Palme de l'originalité des décos de Noël 2010Creative Commons Image by Christophe Brocas on Flickr.


“Love your neighbor as yourself” is a fitting text for both a Sunday after Pentecost and All Saints Sunday.

According to Jesus, a mark of discipleship is this very act — loving your neighbor as yourself. While All Saints Sunday reminds us of and remembers those who have died, it is also a call to present day saintly behavior. I make no claims to be a saint. But I think we come pretty close when we act out this commandment. To be a saint, to sanctify, to be sanctified, to have in mind sanctification is to embody God’s way of life that sets us apart — not for the sake of proving ourselves to be better, not for the sake of one-upmanship, not for the sake of power, but for the sake of example, of model, of witness.

Why? So that those who observe how we choose to live and be in the world will catch a glimpse of the sanctity of God’s love, the holiness of God, and that a life of sainthood does not mean perfection or having your own feast day. So that there can be another way of being in the world besides self-service, self-aggrandizement, autonomy, and narcissism. When loving your neighbor becomes the first way to be in the world, the primary lens through which to view the world, the choice that you consciously make to live your life in your world, that is a radically different way to be than what our world lifts up.

While our world professes and wants to confess an orientation to the other, its behavior proves otherwise. We still can’t seem to get this right, as simple as it seems to be. Loving your neighbor as yourself is a false claim when poverty still exists, when people still go hungry, when shelter/safety is only known temporarily, when discrimination remains.

And loving your neighbor as yourself is a blatant untruth when the church continues to exclude, to rationalize selected and chosen participation, or to insist that Jesus and God didn’t really mean what they said. That neighbor refers only to those we deem worthy of God’s love. That neighbor means only those we have ascertained as acceptable. That neighbor represents a selected few who have manifested beliefs and lifestyles that match ideal Christian behavior.

This past week I was in Maine with pastors of the New Hampshire Conference of the United Church of Christ thinking together about the question, “why preach?” These opportunities are essential, even life-giving times for me, a teacher of preachers and one who offers preaching advice when not preaching regularly or called to a congregation. I hear the daily challenges of parish life. I hear the challenges of serving with others who want the church to serve them. I hear the challenges of preaching in moments when a congregation seems to have lost the centrality of “love your neighbor as yourself” and when the pastor has become the least loved of the neighbors. Having been a parish pastor, I know these things, but they are all too easily forgotten once you find yourself surrounded by academia, the demands of theological education, and the pressing issues of seminary survival.

So, this week, I was struck by this very challenge as a preacher — to love those whom you serve as yourself. And how very hard that can be sometimes, let alone loving others outside of your flock as well. That’s a lot of love, and often we don’t have enough to go around. Not to mention how difficult it is to love ourselves.
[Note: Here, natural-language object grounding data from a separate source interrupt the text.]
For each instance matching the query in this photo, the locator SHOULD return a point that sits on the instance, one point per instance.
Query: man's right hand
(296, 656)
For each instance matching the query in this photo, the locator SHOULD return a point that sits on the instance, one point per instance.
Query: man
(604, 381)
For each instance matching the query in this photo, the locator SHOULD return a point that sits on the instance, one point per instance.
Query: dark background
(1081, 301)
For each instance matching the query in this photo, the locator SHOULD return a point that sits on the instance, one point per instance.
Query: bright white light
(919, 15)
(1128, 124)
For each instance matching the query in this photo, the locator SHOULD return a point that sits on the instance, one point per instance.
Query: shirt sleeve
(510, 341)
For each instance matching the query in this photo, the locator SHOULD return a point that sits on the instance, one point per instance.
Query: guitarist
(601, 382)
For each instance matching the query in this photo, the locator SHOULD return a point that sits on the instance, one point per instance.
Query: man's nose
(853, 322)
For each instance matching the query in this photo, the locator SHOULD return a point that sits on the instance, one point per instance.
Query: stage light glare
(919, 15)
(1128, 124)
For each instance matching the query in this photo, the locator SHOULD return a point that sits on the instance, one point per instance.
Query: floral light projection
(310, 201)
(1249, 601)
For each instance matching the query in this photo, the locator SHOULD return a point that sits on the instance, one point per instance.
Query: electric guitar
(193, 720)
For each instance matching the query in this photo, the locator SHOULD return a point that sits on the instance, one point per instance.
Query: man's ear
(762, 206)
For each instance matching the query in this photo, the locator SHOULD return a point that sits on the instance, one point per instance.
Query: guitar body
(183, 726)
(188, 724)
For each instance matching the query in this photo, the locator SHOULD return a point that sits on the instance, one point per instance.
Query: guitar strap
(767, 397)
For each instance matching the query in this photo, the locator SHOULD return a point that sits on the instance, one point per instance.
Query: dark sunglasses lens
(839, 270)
That presents its own massive challenges and is worthy of a column, or two or three, all on its own.

Loving your neighbor is a saintly activity. The choice to love the neighbor does indeed set us apart from those who know only what it means to love their own selves and stop there. Others will know what sainthood looks like, not because we are better or holier than thou, but because we have been called to see outside of ourselves for the sake of seeing the world as God does.

In part, that is exactly the surprise of this scribe’s response to Jesus in the reading from Mark. We expect him to be self-righteous, self-centered. Yet, he demonstrates the capacity to choose for himself, to choose God’s way instead of the way of the establishment, the hierarchy, the status quo.
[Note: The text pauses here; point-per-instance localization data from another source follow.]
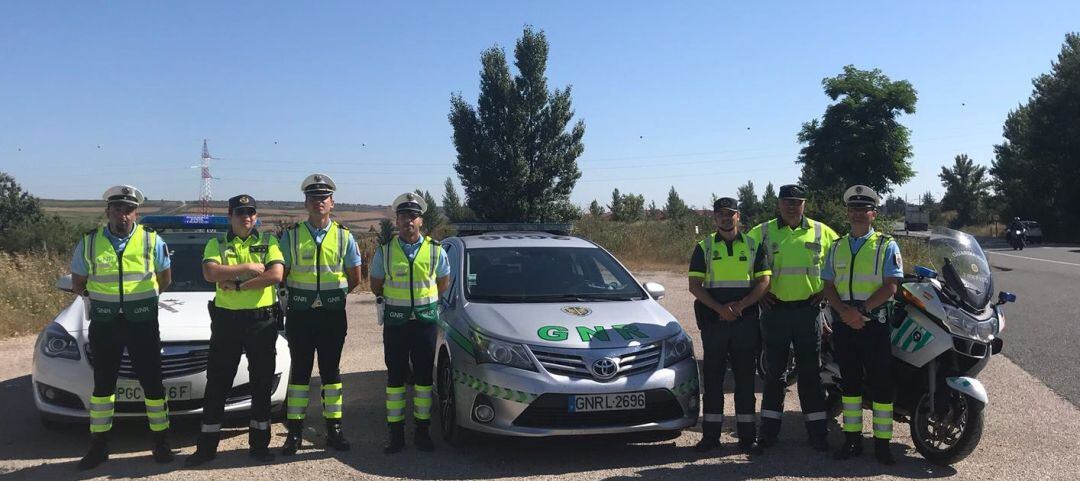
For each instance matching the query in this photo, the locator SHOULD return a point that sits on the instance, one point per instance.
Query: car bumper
(63, 387)
(536, 403)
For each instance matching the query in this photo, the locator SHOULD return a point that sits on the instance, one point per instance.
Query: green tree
(16, 205)
(432, 218)
(966, 185)
(451, 202)
(1035, 170)
(516, 160)
(626, 206)
(748, 206)
(770, 206)
(860, 139)
(675, 209)
(596, 210)
(386, 231)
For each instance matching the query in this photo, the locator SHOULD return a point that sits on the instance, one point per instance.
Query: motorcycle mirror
(926, 272)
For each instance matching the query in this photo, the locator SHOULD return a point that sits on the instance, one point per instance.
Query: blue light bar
(187, 222)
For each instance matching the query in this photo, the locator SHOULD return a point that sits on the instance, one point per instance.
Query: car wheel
(447, 405)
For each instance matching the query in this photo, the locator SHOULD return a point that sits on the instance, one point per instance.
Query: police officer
(122, 267)
(322, 265)
(728, 275)
(246, 266)
(862, 272)
(408, 274)
(795, 248)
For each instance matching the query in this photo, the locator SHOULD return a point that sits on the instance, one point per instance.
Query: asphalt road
(1029, 433)
(1042, 329)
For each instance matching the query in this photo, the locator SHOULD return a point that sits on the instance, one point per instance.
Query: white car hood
(181, 316)
(571, 324)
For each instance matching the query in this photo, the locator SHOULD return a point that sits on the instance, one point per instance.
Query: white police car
(545, 334)
(63, 374)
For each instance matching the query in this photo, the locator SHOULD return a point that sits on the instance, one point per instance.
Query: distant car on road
(1034, 231)
(63, 362)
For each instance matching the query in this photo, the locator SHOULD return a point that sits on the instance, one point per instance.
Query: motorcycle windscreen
(974, 284)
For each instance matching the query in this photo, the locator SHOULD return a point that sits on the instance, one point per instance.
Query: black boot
(817, 431)
(881, 452)
(162, 453)
(205, 450)
(98, 452)
(396, 441)
(258, 444)
(422, 439)
(710, 438)
(294, 439)
(746, 443)
(334, 437)
(852, 446)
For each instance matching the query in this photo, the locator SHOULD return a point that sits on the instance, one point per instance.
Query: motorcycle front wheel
(952, 432)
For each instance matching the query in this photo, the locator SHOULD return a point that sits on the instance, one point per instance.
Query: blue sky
(702, 96)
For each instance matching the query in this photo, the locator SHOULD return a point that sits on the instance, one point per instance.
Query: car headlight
(677, 348)
(58, 344)
(491, 350)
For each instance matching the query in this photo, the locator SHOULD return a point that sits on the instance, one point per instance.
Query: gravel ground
(1029, 433)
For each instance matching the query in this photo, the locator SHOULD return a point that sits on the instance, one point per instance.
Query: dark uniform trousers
(865, 359)
(409, 347)
(783, 325)
(737, 342)
(143, 342)
(250, 332)
(313, 331)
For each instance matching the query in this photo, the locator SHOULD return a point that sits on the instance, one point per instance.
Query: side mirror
(656, 291)
(926, 272)
(1004, 297)
(64, 283)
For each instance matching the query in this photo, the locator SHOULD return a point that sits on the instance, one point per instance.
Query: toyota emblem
(605, 368)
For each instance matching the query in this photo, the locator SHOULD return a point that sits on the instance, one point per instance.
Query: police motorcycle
(945, 326)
Poet Mary Oliver says this about “love your neighbor as yourself”: “Christianity is profoundly counterintuitive — ‘Love thy neighbor as thyself’ — which I think properly understood means your neighbor is as worthy of love as you are, not that you’re actually going to be capable of this sort of superhuman feat. But you’re supposed to run against the grain. It’s supposed to be difficult. It’s supposed to be a challenge.”

That is, in part, our problem. The glamorization of a commandment that should be exceedingly difficult. The declaration of a truth of the Christian life that is a rather feigned claim when we obey it only half-heartedly. The confidence in our ability to live this mark of faith when, if we are honest, we are consistently less than successful.

This commandment rings all too true for those of us called to love for a living. That’s a lot of loving and sometimes that love is very hard to come by. Whether it’s a council meeting that challenges your leadership, an email that questions your decisions, or an encounter that calls you out for not living up to pastoral expectations, loving your neighbor takes on a whole different meaning in parish ministry.

It’s funny, perhaps even ironic. This time around, we wish we could be more like the Jewish official. We rarely want to be that character when it comes to reading the Gospels. But this passage from Mark, this Sunday, whether you celebrate All Saints or not, invites us to get outside of ourselves so as to sense what it feels like, what it means, actually to love the neighbor.

I am thankful for this moment in Mark’s Gospel. While still dim, I am able to see some of what saintly activity looks like. I know I am not capable of this “superhuman feat.” But, at least I can try.